Audio Recording of the Reading

  • Joan - Mid-to-late 30s. Intelligent. Left a tenure track job teaching ethnography at Berkeley to follow her husband to New York. Her behavior sometimes hides the pain she feels inside. She is more vulnerable than she wants you to believe.

    Voices
    (Roles that appear as voice overs. The characters are pictured as photos and video fragments in projections.)

    William - Joan's husband. A teacher at Stanford before he left his position to work for a hedge fund in New York. He is a mathematical genius who has miscalculated in his plans for the future.

    Billy - Joan's four-year-old son. Active and a little rambunctious. A bit of a daredevil. Sweet kid.

    Female Professor - Middle-aged anthropology professor at Columbia University. She is a supermom.

    Ashley - Late 40s to early 50s. Wealthy, well-connected wife of a hedge fund manager. Mother of Cyrus. Homes on Central Park, East Hampton, and somewhere outside of Jackson Hole. William works for her husband.

    Cyrus - Ashley's four-year-old son. Sensitive, awkward, with eyes that seem to see through you. Something about him makes you want to protect him from the world.

    Britney - A composite of three wealthy young mothers who live on the Upper East Side. Friends of Ashley - because of the connections she can provide.

    Gracia - Cyrus's nannie. Late 20s. Undocumented worker. Fled Guatemala after gangs killed her father and brother. Alone in the world, she has few places to turn.

    Man - Wealthy, arrogant, loud blowhard who has a habit of mansplaining to attractive young women during social engagements.

    Little Girl - One of the Britney's daughters.

  • Joan's mind – Places from her memories of the Upper East Side neighborhood of New York and East Hampton. But it is set mostly in the place that haunts Joan the most - the East 72nd Street Playground in Central Park.

    Now. In Joan's memory. It will always haunt her. It won't go away.

  • This is a one-woman show. The Voices should be presented as audio voice-overs that Joan hears in her mind. Other sound effects that support the setting and action of the play would also be effective in taking audiences into the action as Joan recounts what has happened.

    The projections that can be seen behind Joan contain photos and videos of the settings and the secondary characters. A few of the videos help to support the action. The projections are what Joan sees in her mind.
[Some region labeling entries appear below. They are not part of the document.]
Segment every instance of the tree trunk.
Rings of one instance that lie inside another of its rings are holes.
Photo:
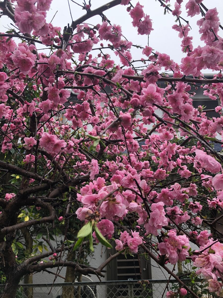
[[[67,261],[73,261],[75,257],[75,252],[71,252],[67,258]],[[67,267],[66,272],[65,283],[72,283],[74,280],[75,268],[73,267]],[[74,298],[74,287],[73,285],[62,287],[62,298]]]
[[[26,243],[26,254],[27,255],[32,252],[33,241],[31,234],[27,228],[21,229]],[[32,274],[30,273],[24,277],[23,283],[25,284],[32,283]],[[26,298],[33,298],[33,288],[32,287],[27,287],[23,288],[24,294]]]
[[[32,274],[31,274],[25,276],[23,282],[25,284],[32,283]],[[23,288],[23,291],[26,295],[26,298],[33,298],[33,288],[32,287]]]
[[[0,298],[15,298],[20,281],[20,278],[12,274],[5,282]]]

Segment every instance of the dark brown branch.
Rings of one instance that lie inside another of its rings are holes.
[[[62,260],[57,261],[54,263],[53,262],[48,262],[36,265],[29,265],[26,268],[25,270],[30,273],[33,273],[34,272],[40,272],[48,268],[55,268],[62,266],[64,267],[74,267],[77,271],[84,275],[91,274],[97,276],[104,277],[104,275],[102,274],[98,269],[95,269],[90,267],[83,268],[76,263],[69,261],[64,261]]]
[[[56,212],[53,207],[50,204],[47,203],[40,203],[36,204],[36,206],[47,208],[49,211],[49,215],[40,219],[32,219],[28,221],[24,221],[10,226],[6,227],[2,229],[0,232],[0,237],[4,236],[9,233],[14,232],[16,230],[20,229],[43,223],[52,222],[56,218]]]
[[[114,1],[109,2],[106,4],[99,7],[96,9],[95,9],[93,10],[89,10],[87,11],[87,13],[82,16],[81,17],[79,18],[76,21],[73,21],[71,23],[71,26],[73,28],[73,30],[74,30],[77,27],[77,25],[83,23],[87,20],[90,18],[95,15],[100,15],[103,11],[107,10],[110,8],[111,8],[112,7],[114,7],[119,4],[120,4],[121,2],[121,0],[114,0]]]

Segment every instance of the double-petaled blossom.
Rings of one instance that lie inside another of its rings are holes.
[[[221,164],[214,157],[199,149],[195,150],[195,160],[199,162],[202,167],[214,174],[220,171]]]
[[[11,56],[15,66],[19,67],[24,74],[27,74],[35,64],[36,55],[32,52],[31,48],[25,43],[19,44]]]
[[[168,224],[167,218],[165,216],[166,212],[164,210],[164,203],[159,202],[151,205],[152,212],[148,223],[145,225],[145,229],[147,234],[151,234],[154,236],[158,236],[158,230],[161,230],[163,226]]]
[[[102,219],[97,224],[98,229],[104,237],[107,239],[111,239],[114,233],[114,225],[111,221],[108,219]],[[94,232],[92,236],[98,243],[99,241],[97,238],[95,232]]]

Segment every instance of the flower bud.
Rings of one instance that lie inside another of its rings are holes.
[[[187,291],[184,288],[181,288],[180,289],[180,294],[182,296],[185,296],[187,293]]]
[[[126,113],[120,117],[122,125],[125,128],[131,126],[132,125],[132,116],[129,113]]]

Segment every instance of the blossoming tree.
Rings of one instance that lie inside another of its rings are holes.
[[[85,14],[63,31],[46,22],[51,1],[0,1],[1,16],[14,23],[0,34],[0,257],[6,278],[1,297],[14,297],[26,275],[54,267],[100,279],[119,254],[139,249],[178,283],[167,297],[198,297],[166,266],[185,260],[220,295],[223,158],[213,144],[223,144],[223,28],[216,9],[202,0],[176,0],[172,8],[169,0],[154,1],[172,14],[173,23],[176,19],[178,65],[152,45],[127,40],[114,17],[111,23],[104,14],[125,6],[131,30],[149,35],[153,22],[142,1],[113,0],[94,10],[84,1]],[[70,2],[72,14],[76,4]],[[200,15],[204,46],[193,47],[189,23],[180,15],[185,9],[189,17]],[[99,24],[87,23],[96,15]],[[207,79],[206,69],[216,74]],[[204,94],[219,101],[217,118],[193,106],[191,88],[201,85]],[[66,230],[75,216],[82,227],[72,242]],[[65,227],[62,244],[54,248],[48,233],[48,251],[31,246],[24,252],[18,239],[24,231],[59,222]],[[117,252],[97,268],[63,253],[79,252],[84,245],[93,252],[99,242],[108,249],[114,243]]]

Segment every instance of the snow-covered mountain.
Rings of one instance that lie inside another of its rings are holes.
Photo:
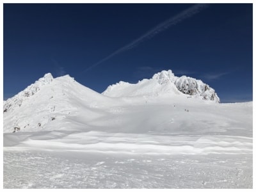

They don't have to be fancy. They might resemble the quality of the Google Slides presentations she makes for her college students.

    Dialogue in Italics indicates the actual dialogue in a scene as Joan remembers it and should take the audience directly into the action of the scene. Roman dialogue indicates Joan's narration and the remarks she addresses to the audience.

    In many plays there is a direct correlation between the number of pages in a script and the number of minutes it will take to perform - usually a one-to-one correlation. Because The Playground is a one-character play with lines of extended narration, this will not be the case. The playwright has included paragraph breaks to lighten the text on the page and to indicate thought processes. But the playwright anticipates that The Playground will run about 90 minutes in performance. It is a full evening of theatre.

  • This full-length, one-person drama draws on a tradition of similar plays.

    These include: "I Am My Own Wife" by Doug Wright, "Thom Pain, Based On Nothing" by Will Eno, "Grounded" by George Brant, "Krapp's Last Tape" by Samuel Beckett, "A Room of One's Own" by Virginia Wolf, "The Vagina Monologues" by Eve Ensler, "Shirley Valentine" by Willy Russell, "The Year of Magic Thinking" by Joan Didion, "The Bell of Amherst" by William Luce, "Sea Wall" by Simon Stephens, "A Life" by Nick Payne, etc.